“The US Centers for Disease Control and Prevention recommend at least 2.5 hours of moderate cardio activity or 1.25 hours of vigorous cardio work out activity every week, plus two days of strength training.” ~ Rebecca Harrington
Let’s break down what Rebecca Harrington is saying: (a) we should be doing 90 to 150 minutes of cardio and (b) an hour or so of weight training per week.
“Check and check?” Good for you!
“Not so much?” Don’t feel bad about yourself. You’re not alone, believe us.
Yours truly absolutely despised the idea of working out before getting hooked. In fact, most people who work out regularly hated the idea of exercise at first.
Then they found out a little secret: the payoff – especially how much better exercise makes you feel – is well-worth the initial struggle of motivation.
If you struggle with a less-than-enthused attitude as it pertains to working out, any tip, trick, or “hack” is welcome.
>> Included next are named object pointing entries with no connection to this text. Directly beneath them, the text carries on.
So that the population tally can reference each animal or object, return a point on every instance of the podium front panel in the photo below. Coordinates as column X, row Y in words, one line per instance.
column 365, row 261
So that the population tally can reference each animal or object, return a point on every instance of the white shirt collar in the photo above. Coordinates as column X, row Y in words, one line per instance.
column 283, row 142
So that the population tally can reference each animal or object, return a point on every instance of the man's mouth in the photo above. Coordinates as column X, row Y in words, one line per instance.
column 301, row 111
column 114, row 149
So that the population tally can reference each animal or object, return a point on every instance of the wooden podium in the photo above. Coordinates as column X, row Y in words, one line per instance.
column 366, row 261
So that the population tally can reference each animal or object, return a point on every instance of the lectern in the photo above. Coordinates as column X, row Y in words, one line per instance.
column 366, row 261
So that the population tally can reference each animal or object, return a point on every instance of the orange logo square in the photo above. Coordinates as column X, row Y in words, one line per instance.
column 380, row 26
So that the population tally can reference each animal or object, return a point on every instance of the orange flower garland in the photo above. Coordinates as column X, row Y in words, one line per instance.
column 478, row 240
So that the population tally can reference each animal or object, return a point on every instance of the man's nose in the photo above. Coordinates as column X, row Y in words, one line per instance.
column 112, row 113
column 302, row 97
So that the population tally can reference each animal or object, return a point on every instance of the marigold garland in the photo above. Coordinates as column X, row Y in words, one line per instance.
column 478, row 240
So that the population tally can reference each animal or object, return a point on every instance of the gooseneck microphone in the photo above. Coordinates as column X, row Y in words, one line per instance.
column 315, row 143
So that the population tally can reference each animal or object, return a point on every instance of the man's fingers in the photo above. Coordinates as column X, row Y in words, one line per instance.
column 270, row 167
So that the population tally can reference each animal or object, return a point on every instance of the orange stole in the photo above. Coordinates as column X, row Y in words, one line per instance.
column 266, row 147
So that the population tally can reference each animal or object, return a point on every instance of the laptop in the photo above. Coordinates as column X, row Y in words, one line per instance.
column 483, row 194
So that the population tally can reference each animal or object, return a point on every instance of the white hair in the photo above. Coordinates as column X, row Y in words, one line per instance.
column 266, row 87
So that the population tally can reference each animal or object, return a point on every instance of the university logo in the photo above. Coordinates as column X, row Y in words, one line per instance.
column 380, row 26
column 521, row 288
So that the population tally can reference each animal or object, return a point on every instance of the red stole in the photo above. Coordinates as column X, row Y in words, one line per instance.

In this respect, you may want to consider bringing your partner along.
Why? Well, research gives us a few reasons why we should sweat it out with our better halves.
Here’s why you should work out with your SO:
1. Gives our workout a boost
A few of us appreciate a complete absence of people (as in, zero gymgoers) when hitting the gym. Most of us, though, like at least a couple of people around.
Why is this?
Well, humans don’t like doing things by themselves much – the whole “social creature” thing.
Now scientists are saying that your partner may provide an energy boost while working out. This is especially true if we’re already confident in our physical fitness, and have established an exercise routine.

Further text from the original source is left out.